If you do the math you will find that Cerebras loses in all of them. They need 460 kW from 20x CSE-3 nodes to do inference for Llama 4 Maverick. A single DGX-200 node only needs 14.4kW. If you buy 32 nodes so that power consumption is the same and naively give each a full copy of the model, you would get 32,000 T/sec aggregate from a batch size of 1 while the 20 CSE-3 node cluster only gets 2,500 T/sec aggregate from a batch size of 1. This is having spent only $16 million for the 32 DGX B200 nodes versus the $40 million for the 20 CSE-3 nodes. Each DGX B200 node has 1.4TB of memory, while the CSE-3 cluster has only 880GB of memory. The CSE-3 cluster will run out of memory as you scale the batch size and context length. Now, if you buy another 15 CSE-3 nodes, you could match the memory of a single DGX B200, but then you could just store partial models on each DGX-200 like how Cerebras stored partial models on each CSE-3, and suddenly, you have more memory to scale to higher batch sizes on the Nvidia hardware. At some point, you will likely become compute bound and cannot keep scaling up the batch size, but that is hard to predict without actually testing for it. The prediction for what the CSE-3 could do based on advertised memory bandwidth was off by a factor of >1000 when given real data. It seems reasonable to think that what it can do as far as compute will similarly be limited to well below the theoretical capability.

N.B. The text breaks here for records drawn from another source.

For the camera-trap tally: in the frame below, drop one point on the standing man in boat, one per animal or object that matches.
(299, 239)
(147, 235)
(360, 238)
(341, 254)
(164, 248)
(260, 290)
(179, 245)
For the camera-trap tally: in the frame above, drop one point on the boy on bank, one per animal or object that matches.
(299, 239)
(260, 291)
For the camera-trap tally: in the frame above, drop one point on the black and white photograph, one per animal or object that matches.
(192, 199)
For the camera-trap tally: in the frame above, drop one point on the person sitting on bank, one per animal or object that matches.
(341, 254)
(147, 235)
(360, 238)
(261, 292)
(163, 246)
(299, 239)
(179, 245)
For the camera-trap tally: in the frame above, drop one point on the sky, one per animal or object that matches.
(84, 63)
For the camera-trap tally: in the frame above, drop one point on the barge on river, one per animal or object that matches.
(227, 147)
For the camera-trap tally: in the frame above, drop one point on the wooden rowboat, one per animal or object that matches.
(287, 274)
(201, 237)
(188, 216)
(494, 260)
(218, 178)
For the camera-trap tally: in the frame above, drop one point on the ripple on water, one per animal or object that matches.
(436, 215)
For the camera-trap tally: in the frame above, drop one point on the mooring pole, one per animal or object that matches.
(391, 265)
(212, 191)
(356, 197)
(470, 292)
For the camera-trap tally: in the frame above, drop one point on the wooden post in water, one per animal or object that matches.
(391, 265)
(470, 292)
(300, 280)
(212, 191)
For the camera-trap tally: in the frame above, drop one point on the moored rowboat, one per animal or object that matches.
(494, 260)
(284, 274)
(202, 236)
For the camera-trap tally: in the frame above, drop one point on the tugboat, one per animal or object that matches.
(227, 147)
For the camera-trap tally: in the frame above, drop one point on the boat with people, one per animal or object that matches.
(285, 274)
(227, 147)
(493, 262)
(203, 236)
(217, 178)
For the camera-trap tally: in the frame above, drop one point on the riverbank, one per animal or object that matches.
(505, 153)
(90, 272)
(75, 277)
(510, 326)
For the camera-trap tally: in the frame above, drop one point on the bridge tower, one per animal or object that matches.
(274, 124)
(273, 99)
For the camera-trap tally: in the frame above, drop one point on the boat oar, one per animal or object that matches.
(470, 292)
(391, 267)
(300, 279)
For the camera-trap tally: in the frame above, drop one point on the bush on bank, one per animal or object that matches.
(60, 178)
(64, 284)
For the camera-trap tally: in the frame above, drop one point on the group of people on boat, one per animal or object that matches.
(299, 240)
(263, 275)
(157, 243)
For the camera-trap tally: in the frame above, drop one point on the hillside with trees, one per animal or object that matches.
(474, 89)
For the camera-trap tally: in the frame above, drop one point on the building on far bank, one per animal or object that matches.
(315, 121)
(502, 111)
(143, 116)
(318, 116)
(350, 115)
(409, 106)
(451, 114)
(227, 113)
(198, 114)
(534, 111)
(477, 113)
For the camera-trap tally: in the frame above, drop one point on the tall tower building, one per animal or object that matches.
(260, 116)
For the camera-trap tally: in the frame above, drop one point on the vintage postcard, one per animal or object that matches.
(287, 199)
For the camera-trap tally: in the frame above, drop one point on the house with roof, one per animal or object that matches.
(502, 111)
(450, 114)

Note that my numbers for power consumption were from Cerebras:
https://www.cerebras.ai/blog/cerebras-cs-3-vs-nvidia-b200-20...
Interestingly, the peak number for the DGX B200 is based on the power supplies for the DGX B200 and is actually 0.1 kW higher than Nvidia’s specification that puts it at 14.3kW:
https://docs.nvidia.com/dgx/dgxb200-user-guide/introduction-...

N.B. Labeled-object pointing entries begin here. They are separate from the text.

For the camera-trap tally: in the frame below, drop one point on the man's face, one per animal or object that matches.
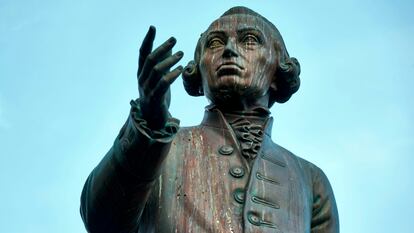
(238, 58)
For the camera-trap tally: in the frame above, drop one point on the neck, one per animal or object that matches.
(242, 104)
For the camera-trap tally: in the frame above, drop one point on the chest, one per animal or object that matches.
(206, 186)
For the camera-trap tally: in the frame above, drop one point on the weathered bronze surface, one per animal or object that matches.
(225, 175)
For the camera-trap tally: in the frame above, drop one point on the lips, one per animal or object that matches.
(229, 68)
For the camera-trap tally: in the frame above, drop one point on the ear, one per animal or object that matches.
(192, 80)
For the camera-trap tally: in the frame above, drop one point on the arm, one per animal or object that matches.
(324, 210)
(116, 191)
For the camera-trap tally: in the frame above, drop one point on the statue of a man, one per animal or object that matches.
(225, 175)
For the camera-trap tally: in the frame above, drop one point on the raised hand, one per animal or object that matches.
(155, 78)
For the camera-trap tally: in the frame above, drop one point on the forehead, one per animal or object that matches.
(238, 22)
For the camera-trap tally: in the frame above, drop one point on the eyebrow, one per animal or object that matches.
(239, 30)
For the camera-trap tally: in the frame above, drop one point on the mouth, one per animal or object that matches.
(229, 68)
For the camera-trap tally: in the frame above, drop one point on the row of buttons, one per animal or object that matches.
(236, 172)
(239, 193)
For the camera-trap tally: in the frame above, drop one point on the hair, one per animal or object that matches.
(286, 76)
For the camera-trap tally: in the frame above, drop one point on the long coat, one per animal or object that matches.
(195, 180)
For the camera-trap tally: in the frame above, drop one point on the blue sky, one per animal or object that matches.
(67, 73)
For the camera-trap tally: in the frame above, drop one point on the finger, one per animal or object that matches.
(146, 47)
(161, 68)
(153, 58)
(166, 81)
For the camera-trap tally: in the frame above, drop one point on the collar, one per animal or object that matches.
(213, 117)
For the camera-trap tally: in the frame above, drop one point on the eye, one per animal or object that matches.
(215, 43)
(250, 40)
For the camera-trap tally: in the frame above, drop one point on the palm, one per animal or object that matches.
(155, 78)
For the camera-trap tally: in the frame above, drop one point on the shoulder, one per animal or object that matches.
(312, 170)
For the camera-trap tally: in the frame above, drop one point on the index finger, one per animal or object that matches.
(146, 47)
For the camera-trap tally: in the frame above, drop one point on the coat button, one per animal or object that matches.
(237, 172)
(226, 150)
(253, 219)
(238, 195)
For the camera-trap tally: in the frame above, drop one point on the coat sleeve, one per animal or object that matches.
(116, 191)
(324, 210)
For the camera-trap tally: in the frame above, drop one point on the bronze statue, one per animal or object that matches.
(225, 175)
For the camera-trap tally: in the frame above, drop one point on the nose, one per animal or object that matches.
(230, 49)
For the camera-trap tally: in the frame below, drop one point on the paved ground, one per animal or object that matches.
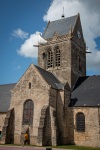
(26, 148)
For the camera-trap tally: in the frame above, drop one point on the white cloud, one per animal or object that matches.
(20, 34)
(18, 67)
(27, 49)
(90, 17)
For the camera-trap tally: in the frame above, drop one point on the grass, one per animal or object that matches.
(72, 147)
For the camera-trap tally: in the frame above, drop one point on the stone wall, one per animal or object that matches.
(38, 93)
(91, 136)
(2, 119)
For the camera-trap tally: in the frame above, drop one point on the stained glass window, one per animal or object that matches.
(57, 56)
(49, 59)
(80, 122)
(28, 112)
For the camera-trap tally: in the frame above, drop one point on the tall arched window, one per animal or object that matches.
(28, 112)
(80, 122)
(49, 58)
(57, 56)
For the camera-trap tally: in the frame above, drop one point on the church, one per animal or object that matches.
(55, 103)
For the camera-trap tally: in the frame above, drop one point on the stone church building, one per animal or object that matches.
(54, 102)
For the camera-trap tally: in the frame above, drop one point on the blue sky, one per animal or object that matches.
(21, 19)
(26, 15)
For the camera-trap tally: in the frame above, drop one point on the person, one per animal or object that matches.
(25, 139)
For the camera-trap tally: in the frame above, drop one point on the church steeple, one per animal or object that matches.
(65, 51)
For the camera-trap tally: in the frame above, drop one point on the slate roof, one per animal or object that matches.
(61, 26)
(50, 78)
(86, 92)
(5, 96)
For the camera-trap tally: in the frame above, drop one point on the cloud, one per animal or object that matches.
(90, 17)
(18, 67)
(20, 34)
(27, 49)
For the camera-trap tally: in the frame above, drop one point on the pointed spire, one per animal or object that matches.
(63, 16)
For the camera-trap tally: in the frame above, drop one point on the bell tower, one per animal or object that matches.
(65, 52)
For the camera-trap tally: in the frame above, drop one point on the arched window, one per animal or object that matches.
(80, 122)
(28, 112)
(57, 56)
(49, 58)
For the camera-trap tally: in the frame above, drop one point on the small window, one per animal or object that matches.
(28, 112)
(49, 59)
(29, 85)
(80, 122)
(57, 56)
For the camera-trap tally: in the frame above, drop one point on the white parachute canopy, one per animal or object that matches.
(40, 39)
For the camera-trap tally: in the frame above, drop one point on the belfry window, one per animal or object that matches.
(57, 56)
(49, 59)
(28, 112)
(80, 122)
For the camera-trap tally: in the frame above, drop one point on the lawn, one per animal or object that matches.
(76, 147)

PSU peak output is always in excess of the maximum power usage capability of the hardware, but I did not know how Cerebras determined their 23kW figure, so I went with the Cerebras figure for Nvidia, even though I know it is unrealistically high. This likely gave Cerebras the benefit of a handicap on Nvidia’s hardware in the comparison, such that reality is even more in favor of Nvidia.

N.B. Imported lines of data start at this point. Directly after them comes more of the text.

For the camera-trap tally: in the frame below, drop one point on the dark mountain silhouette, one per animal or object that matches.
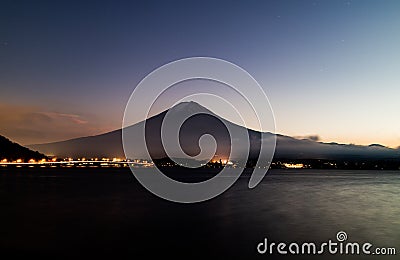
(110, 144)
(13, 151)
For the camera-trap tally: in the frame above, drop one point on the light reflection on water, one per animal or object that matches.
(289, 205)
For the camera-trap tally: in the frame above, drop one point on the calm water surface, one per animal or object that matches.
(99, 212)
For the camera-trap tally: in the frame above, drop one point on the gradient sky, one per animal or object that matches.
(330, 68)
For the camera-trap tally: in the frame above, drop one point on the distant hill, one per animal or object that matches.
(13, 151)
(110, 144)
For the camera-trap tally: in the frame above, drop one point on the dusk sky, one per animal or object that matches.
(329, 68)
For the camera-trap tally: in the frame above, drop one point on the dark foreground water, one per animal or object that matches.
(96, 212)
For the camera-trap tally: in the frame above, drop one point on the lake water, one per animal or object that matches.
(105, 211)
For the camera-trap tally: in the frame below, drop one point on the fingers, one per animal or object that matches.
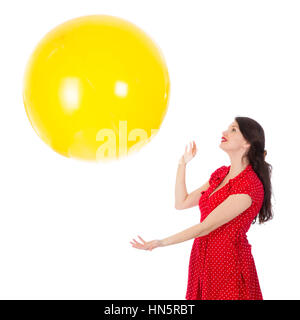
(141, 239)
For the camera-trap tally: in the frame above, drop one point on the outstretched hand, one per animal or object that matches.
(146, 245)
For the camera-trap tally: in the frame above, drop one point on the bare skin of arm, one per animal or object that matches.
(183, 200)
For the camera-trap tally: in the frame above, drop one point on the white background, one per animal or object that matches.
(65, 225)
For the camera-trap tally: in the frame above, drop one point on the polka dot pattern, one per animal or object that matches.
(221, 265)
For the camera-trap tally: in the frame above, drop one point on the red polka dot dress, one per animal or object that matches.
(221, 265)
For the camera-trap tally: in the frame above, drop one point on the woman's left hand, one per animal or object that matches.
(146, 245)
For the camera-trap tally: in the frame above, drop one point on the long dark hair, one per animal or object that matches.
(254, 134)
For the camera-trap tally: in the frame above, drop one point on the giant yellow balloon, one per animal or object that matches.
(96, 88)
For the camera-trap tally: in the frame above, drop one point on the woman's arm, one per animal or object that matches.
(183, 200)
(180, 186)
(226, 211)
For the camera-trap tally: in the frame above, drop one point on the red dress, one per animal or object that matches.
(221, 265)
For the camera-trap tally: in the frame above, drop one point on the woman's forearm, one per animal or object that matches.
(180, 186)
(195, 231)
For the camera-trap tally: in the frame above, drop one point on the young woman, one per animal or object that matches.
(221, 265)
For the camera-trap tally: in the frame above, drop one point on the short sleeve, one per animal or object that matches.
(217, 174)
(246, 186)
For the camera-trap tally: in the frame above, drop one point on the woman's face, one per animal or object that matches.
(234, 139)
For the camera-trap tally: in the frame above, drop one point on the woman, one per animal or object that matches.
(221, 265)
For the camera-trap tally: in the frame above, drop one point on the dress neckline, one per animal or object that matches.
(223, 177)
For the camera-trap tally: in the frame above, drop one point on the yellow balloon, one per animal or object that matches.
(96, 88)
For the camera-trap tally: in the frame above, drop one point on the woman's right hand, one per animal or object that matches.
(189, 154)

Calling Cerebras’ hardware the best way of doing inference is ridiculous. We are talking about doing mostly linear algebra. There is no best way of doing it. Pointing at Mistral to say that Cerebras has the best way is an absurd appeal to authority. None of the major players are using them, since they are incapable of handling their needs. The instant responses are nice and are a way for mistral to differentiate itself, but their models are not as good as those from others and few people use them, which is why Cerebras has the capacity to handle their needs.
From a historical standpoint, Cerebras is very similar to Thinking Machines Corporation, which went out of business after 11 years when there was a market downturn because they could not secure business. Cerebras is hemorrhaging money and is only in business because they found some investors willing to cover their losses. Once they run out of people willing to give them money (likely during the next AI winter), they will become insolvent, no matter how good their technology is. When the next AI winter hits, Mistral will likely become insolvent too, since they similarly are hemorrhaging money and are only in business because they found some investors willing to cover their losses.
By the way, you are lecturing someone who actually has worked on code for doing inference:
I will have to think through your comment, but won't be able to do so properly this month.